Muldentäler bilden sich, wenn ein Fluss nicht in der Lage ist, das von den Hängen zugeführte Abtragungsmaterial abzuführen. Tiefenerosion findet nur in geringem Masse statt. Seitenerosion fehlt. Die Hangabtragung ist die entscheidende formende Kraft. Je stärker sie wirkt und je geringer die Transportkraft des Flusses ist, desto breiter wird das Tal.

Sohlentäler können sowohl durch Aufschüttung eines früheren Kerb- oder Muldentals als auch durch Erweiterung solcher Täler durch Seitenerosion an den Talwänden (ohne Tiefenerosion) entstehen. Terrassen sind Reste früherer Talsohlen. Sie entstehen, wenn ein Fluss nach einer Zeit der Akkumulation (keine Tiefenerosion) sich erneut eintieft und in die Talsohle einschneidet. Teile der alten Talsohle bleiben als Terrassen erhalten.

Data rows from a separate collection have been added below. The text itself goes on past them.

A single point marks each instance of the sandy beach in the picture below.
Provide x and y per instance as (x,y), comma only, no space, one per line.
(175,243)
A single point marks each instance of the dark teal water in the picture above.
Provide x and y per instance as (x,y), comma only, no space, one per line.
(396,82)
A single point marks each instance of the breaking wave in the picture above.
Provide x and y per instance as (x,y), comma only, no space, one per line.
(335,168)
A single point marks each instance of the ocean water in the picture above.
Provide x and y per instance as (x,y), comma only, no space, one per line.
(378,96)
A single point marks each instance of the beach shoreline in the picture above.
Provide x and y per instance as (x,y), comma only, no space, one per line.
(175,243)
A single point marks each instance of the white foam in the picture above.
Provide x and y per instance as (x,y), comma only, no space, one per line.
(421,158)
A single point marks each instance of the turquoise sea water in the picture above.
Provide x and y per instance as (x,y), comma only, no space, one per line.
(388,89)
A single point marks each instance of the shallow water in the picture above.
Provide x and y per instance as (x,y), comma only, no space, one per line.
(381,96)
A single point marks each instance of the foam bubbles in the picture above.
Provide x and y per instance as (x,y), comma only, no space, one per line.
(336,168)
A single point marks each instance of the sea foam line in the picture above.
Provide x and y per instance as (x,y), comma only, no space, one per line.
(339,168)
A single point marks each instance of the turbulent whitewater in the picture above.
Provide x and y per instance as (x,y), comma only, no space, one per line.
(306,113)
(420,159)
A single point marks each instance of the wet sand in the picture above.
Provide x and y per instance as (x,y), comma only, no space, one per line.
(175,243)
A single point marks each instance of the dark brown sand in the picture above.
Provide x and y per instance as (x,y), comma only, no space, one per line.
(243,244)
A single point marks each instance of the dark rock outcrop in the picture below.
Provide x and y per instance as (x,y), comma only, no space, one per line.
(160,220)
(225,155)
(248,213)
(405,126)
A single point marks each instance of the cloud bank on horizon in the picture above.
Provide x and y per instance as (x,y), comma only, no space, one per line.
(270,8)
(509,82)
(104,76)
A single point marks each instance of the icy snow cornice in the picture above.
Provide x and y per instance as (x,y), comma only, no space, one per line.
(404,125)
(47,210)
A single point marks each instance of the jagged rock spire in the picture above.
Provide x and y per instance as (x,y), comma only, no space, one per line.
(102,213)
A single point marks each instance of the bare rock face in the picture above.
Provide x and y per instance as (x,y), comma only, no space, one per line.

Mäander entstehen durch Seitenerosion, wenn ein Gleichgewicht zwischen Erosion und Transport erreicht ist. Dann beginnt der Fluss in der Talebene zu pendeln: Er bildet Schwingungsbögen . An der Aussenseite der Bögen ist die Fliessgeschwindigkeit grösser. Durch Seitenerosion entsteht hier ein Prallhang. An der Innenseite der Biegung - wo die Fliessgeschwindigkeit geringer ist - bildet sich der wesentlich flachere Gleithang Hier wird Transportmaterial abgelagert. Durch die Seitenerosion verlagern sich die Mäander ständig. Dabei kann es schliesslich an extrem ausschwingenden Flussbögen zu einem Durchbruch kommen. Der abgeschnittene Flussabschnitt wird zu einem Totarm oder Altwasser. Die Weite der Schwingungen hängt von der Wassermenge ab. Grössere Flüsse ziehen grössere Bögen als kleine. Schwemmkegel entstehen, wenn ein Bach oder Fluss aus einem steilen Gebirgstal in eine Ebene mündet. Die Fliessgeschwindigkeit lässt hier nach und der Fluss lagert einen grossen Teil seiner Materialfracht ab. Dadurch verbaut er sich selbst seinen Weg, muss seitwärts ausweichen und verändert so ständig seinen Lauf. Dabei wird ein gleichmässiger Schwemmkegel ,,aufgeschottert".

Sehr flache Schwemmkegel, die aus überwiegend feinem Material bestehen, nennt man Schwemmfächer. Bilden grosse Flüsse weiträumige Schwemmfächer, spricht man von einer Schwemmlandebene.

An der Mündung eines Flusses ins Meer oder in einen See verringert sich die Fliessgeschwindigkeit noch mehr. Der Fluss lagert das gröbere Material zuerst ab, während das feinere Material oft erst weit vor der Mündung sedimentiert wird. Auch hier muss der Fluss seine eigenen Ablagerungen immer wieder umfliessen; es kommt zu Flussgabelungen und Verzweigungen. So bauen sich flache Schwemmfächer auf, die wegen ihres oft dreieckigen Grundrisses nach dem griechischen Buchstaben ,,Delta“ genannt werden.

 

3.    Die Arbeit der Gletscher -Glaziale Prozesse

Gletscher überprägen und überformen das Relief einer Landschaft auf eine ganz spezifische Art und Weise. Sie schürfen den Gesteinsuntergrund ab, transportieren den Gesteinsschutt fort und lagern ihn beim Abschmelzen wieder ab.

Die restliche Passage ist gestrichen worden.